Мы прибегаем здесь к обширному цитированию гегелевских лекций по истории философии, чтобы сохранить акцент на необходимости осмысления сущности современного исторического сознания. Разумеется, в предисловии, каким бы обширным оно ни было, невозможно эксплицировать полностью как гегелевскую мысль в целом и присущую ей демонстрацию своей логики и истории, так и современную мысль и свойственное ей историческое сознание, которое постоянно взывает к «философии жизни», к метафизике труда и воли к власти, к культурологии и «философии ценностей», наконец, в наше время к «этнократическому» сознанию, которое апеллирует опять же к истории и само-бытности культуры, имеющей якобы абсолютно самодостаточный характер и потому требующей своего территориально-государственного образования, ради которого всякая отдельная человеческая личность есть всего лишь Ничто или просто «винтик» в целостном механизме «переоценки ценностей» опять же в сугубо этнократическом измерении, знающем с несомненной достоверностью, что можно за счет кого-то на своей «этнографической» территории совершенно благостно устроиться; всем же прочим «инородцам» можно обещать в будущем гражданство, но только лишь тогда, когда станет несомненной абсолютная независимость воли в лице «монологического», тотально-этнократического упования, требующего своего самодостаточного представительства в изъявлении соответствующей власти.
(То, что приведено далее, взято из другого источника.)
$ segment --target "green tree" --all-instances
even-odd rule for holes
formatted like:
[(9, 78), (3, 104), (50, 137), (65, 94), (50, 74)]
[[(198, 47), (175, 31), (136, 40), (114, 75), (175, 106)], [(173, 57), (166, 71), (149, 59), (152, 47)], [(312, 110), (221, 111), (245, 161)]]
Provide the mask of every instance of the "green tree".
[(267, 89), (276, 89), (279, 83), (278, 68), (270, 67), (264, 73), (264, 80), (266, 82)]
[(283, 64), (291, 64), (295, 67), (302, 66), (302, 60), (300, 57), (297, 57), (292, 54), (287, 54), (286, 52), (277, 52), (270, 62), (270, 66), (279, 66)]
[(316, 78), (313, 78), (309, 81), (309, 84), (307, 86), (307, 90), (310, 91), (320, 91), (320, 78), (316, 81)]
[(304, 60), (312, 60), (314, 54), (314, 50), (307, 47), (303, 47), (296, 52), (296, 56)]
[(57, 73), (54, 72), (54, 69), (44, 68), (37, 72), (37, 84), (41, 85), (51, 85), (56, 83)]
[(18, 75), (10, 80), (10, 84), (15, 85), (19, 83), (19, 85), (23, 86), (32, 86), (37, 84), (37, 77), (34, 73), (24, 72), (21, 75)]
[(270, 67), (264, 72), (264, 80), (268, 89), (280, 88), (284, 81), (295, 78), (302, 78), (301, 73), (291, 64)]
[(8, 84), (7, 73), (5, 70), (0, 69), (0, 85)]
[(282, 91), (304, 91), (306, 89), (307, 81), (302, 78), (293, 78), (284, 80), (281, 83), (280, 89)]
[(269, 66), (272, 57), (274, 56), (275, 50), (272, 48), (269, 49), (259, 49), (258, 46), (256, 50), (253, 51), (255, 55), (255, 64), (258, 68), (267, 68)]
Истина в этом случае, которая, начиная с Декарта, требует быть достоверностью, в философии Гоббса и Локка оказывается просто мыслью, имеющей своим собственным делом отыскание надежного метода, т. е. надлежащего пути и маршрута заранее знаемой уже истины. В «феноменологии духа» Гегель говорил не об истине как таковой, но об истине познающего, т. е. когда познающий не есть просто достоверность чувственного, но прежде всего «достоверность себя самого». Такая достоверность есть «понятие» как «истина, достигшая свойственной ей формы» (Соч. Т. IV. С. 38). Вот почему только «с самосознанием мы вступаем теперь в родное ему царство истины» (Там же. С. 93).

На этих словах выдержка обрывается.